Si DAESH et les groupes appartenant à la nébuleuse d’Al-Qaïda subissent aujourd’hui de graves revers en Irak et en Syrie, grâce à l’action de la coalition, la menace n’en demeure pas moins à un niveau extrêmement élevé. En témoignent les attaques qui ont eu lieu sur notre sol au cours de ces derniers mois, à Nice, à Magnanville, à Saint-Etienne-du-Rouvray, et encore la semaine dernière, au Carrousel du Louvre, où le pire a pu être empêché grâce au courage et à la réactivité des militaires de l’opération Sentinelle.

Notre vigilance est donc maximale, comme l’est la mobilisation des forces de sécurité intérieure.

A l’heure actuelle, 695 ressortissants français ou résidents habituels sur notre sol sont présents sur le théâtre des opérations en Syrie et en Irak. Parmi eux, l’on dénombre 291 femmes et une vingtaine de mineurs combattants. 173 individus sont actuellement en transit vers la zone des combats, tandis que l’on estime à près de 980 le nombre de velléitaires susceptibles de chercher à rejoindre les groupes djihadistes. Enfin, plus de 240 individus ont été tués sur place, et plus de 200 sont d’ores et déjà revenus sur le territoire national. A l’égard des returnees, je rappelle d’ailleurs que notre politique est d’une fermeté absolue : notre objectif est que chacun d’entre eux soit pris en compte par nos services, et ce en vue d’une judiciarisation.

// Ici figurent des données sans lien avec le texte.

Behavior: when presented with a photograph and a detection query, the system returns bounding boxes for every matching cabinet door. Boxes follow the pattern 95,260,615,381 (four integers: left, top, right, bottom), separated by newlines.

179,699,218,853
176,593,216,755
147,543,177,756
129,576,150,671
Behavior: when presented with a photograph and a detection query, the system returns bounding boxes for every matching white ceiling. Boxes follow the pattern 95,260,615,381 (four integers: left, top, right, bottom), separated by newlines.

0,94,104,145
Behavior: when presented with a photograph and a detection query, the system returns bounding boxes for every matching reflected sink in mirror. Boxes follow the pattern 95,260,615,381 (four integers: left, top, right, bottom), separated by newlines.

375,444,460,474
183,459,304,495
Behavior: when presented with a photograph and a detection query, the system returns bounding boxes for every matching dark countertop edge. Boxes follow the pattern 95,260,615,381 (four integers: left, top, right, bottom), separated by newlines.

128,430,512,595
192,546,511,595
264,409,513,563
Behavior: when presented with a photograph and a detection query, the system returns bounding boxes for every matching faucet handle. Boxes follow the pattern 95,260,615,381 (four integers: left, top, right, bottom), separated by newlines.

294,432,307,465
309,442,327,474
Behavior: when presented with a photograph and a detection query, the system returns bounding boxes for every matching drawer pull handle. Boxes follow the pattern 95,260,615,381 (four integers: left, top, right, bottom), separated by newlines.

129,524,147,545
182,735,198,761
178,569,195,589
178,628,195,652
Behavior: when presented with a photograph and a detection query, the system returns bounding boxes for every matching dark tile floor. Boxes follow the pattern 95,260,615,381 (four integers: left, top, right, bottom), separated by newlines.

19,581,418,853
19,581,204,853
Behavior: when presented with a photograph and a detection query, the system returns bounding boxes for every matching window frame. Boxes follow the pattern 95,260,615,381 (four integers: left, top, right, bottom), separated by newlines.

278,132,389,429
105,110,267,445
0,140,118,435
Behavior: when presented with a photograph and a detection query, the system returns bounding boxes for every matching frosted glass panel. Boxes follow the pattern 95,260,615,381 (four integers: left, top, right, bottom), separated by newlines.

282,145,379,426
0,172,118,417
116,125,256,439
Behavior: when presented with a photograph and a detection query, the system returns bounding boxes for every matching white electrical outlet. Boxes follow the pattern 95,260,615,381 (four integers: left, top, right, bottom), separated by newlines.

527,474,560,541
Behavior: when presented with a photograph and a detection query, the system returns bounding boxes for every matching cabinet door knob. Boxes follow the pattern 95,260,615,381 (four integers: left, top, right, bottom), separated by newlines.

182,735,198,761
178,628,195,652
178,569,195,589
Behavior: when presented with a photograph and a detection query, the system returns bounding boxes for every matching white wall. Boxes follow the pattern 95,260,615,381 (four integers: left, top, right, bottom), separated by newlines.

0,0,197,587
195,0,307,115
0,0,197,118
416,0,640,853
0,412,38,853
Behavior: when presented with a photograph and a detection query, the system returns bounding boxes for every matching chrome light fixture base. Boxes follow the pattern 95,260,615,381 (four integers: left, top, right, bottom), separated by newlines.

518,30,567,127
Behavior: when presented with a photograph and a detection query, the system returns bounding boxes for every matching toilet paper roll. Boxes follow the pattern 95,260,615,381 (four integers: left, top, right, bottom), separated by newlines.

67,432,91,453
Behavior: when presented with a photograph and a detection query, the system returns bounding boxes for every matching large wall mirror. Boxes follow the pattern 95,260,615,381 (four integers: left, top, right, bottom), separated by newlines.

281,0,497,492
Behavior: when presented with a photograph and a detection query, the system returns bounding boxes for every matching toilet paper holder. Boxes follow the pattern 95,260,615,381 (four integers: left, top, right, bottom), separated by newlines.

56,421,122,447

J’ajoute que, sur le plan administratif, nous utilisons également l’ensemble des mesures qui sont à notre disposition, notamment celles qui ont été introduites dans notre arsenal juridique par la loi du 13 novembre 2014. A ce jour, plus de 450 interdictions de sortie du territoire ont été prononcées à l’encontre d’individus cherchant à rejoindre les théâtres d’opérations terroristes. Plus de 210 interdictions d’entrée et de séjour ont été prononcées contre des ressortissants étrangers soupçonnés d’être en lien avec des réseaux djihadistes. Enfin, une trentaine d’expulsions a été mise en œuvre depuis le 1er janvier 2015 contre des prêcheurs de haine de nationalité étrangère.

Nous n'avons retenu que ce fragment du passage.